Shifting priorities post-pandemic are driving an increase in hybrid work even in laboratory environments. SRG’s research shows that most STEM employees cite a good work life balance as the most important factor for them at work. However, without appropriate frameworks in place, hybrid models of work can be challenging to accommodate in research contexts. Upskilling and cross-training teams can offer laboratory leaders a reliable way to activate more hybrid opportunities, while preserving research continuity and agility.

Meanwhile, as digitalisation and automation become more commonplace in research, laboratory leaders should seek to accommodate improved professional development options for workers to both prepare for emerging skills gaps, and repair existing ones. Doing so will enable your research organisation to keep pace with competitors, and preserve continuity through new technological efficiencies, rather than being hindered by them. 

Synergy: providing business continuity solutions for clinical research

At Synergy, we employ teams of trained scientific professionals who work alongside your staff on-site, providing flexible and agile resource support to repair skills gaps, and power business continuity. 
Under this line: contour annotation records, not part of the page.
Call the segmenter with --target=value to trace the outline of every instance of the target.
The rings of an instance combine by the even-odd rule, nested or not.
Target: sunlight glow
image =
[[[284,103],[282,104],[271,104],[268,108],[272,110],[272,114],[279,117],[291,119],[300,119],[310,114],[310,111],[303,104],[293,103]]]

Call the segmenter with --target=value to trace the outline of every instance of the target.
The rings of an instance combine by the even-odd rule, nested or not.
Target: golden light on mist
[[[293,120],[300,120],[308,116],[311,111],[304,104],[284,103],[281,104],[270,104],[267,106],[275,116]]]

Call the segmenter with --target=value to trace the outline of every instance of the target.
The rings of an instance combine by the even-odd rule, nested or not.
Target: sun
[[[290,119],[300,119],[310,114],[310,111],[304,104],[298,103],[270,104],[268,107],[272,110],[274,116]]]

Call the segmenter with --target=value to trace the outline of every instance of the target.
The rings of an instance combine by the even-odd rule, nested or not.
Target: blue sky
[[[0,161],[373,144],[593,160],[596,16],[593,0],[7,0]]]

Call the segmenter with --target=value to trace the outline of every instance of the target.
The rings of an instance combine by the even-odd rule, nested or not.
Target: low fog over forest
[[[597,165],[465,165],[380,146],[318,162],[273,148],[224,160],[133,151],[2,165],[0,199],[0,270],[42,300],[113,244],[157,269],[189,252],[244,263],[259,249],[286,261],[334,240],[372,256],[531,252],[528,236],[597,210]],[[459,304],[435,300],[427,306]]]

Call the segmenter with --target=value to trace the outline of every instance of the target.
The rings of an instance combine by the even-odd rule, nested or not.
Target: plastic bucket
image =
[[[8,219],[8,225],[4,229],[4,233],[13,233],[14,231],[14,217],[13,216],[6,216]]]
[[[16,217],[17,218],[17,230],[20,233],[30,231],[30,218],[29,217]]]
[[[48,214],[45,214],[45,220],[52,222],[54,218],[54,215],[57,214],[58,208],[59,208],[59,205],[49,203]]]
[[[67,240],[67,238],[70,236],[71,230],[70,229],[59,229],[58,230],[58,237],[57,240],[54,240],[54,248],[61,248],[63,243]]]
Synergy’s business model empowers research organisations to package routine high value scientific activities into their scope of work with pre-agreed deliverables, and costs. Our technical teams are equipped with continuous lean training and additional managerial training and development, that enables them to complete routine scientific activities with little error.

This frees permanent staff within your clinical business to redirect their attention to ROI generating activities including strategy, and complex scientific analysis, while improving their workload and likelihood for retention.